A federal judge sentenced Chris Correra, the former scouting director of the St. Louis Cardinals, to 46 months in federal prison for hacking the Houston Astros’ player personnel database and email system in an unusual case of high-tech cheating involving two Major League Baseball clubs.
Christopher Correa had pleaded guilty in January to five counts of unauthorized access of a protected computer from 2013 to at least 2014, the same year he was promoted to director of baseball development in St. Louis. He was fired last summer and now faces 46 months behind bars and a court order to pay $279,038 in restitution. He had faced up to five years in prison on each count.
Correa read a letter in court before he was sentenced by U.S. District Court Judge Lynn Hughes and he said he was “overwhelmed with remorse and regret for my actions.”
“I violated my values and it was wrong … I behaved shamefully,” he said. “The whole episode represents the worst thing I’ve done in my life by far.”
Cardinals Chairman Bill DeWitt Jr. released a statement on behalf of the club.

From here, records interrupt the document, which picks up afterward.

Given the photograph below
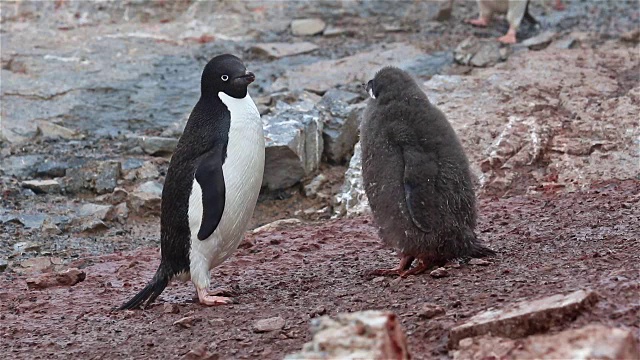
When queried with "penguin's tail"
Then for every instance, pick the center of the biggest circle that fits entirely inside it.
(150, 292)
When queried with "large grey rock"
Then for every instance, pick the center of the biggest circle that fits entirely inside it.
(29, 221)
(293, 144)
(94, 211)
(53, 167)
(303, 27)
(98, 176)
(352, 199)
(49, 130)
(593, 341)
(359, 335)
(280, 50)
(42, 186)
(340, 132)
(21, 166)
(524, 318)
(359, 68)
(480, 52)
(156, 145)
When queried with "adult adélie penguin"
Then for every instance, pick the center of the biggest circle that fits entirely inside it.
(212, 184)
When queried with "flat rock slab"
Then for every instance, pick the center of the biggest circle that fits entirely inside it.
(324, 75)
(360, 335)
(593, 341)
(524, 318)
(304, 27)
(280, 50)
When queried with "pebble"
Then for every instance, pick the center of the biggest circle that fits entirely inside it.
(68, 277)
(439, 273)
(429, 311)
(479, 262)
(42, 186)
(270, 324)
(170, 309)
(311, 189)
(306, 27)
(186, 322)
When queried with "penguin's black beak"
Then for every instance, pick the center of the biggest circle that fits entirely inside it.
(247, 78)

“While today’s sentencing of Chris Correa marks the end of the Government’s investigation, we also understand that the Office of the Commissioner of Baseball will now conduct its own investigation of this matter. As we did with the Government during its investigation, we intend to fully cooperate with the Commissioner’s Office in connection with its investigation so that this matter can finally be resolved. Pending the outcome of the Commissioner’s investigation, we will have no further comment.”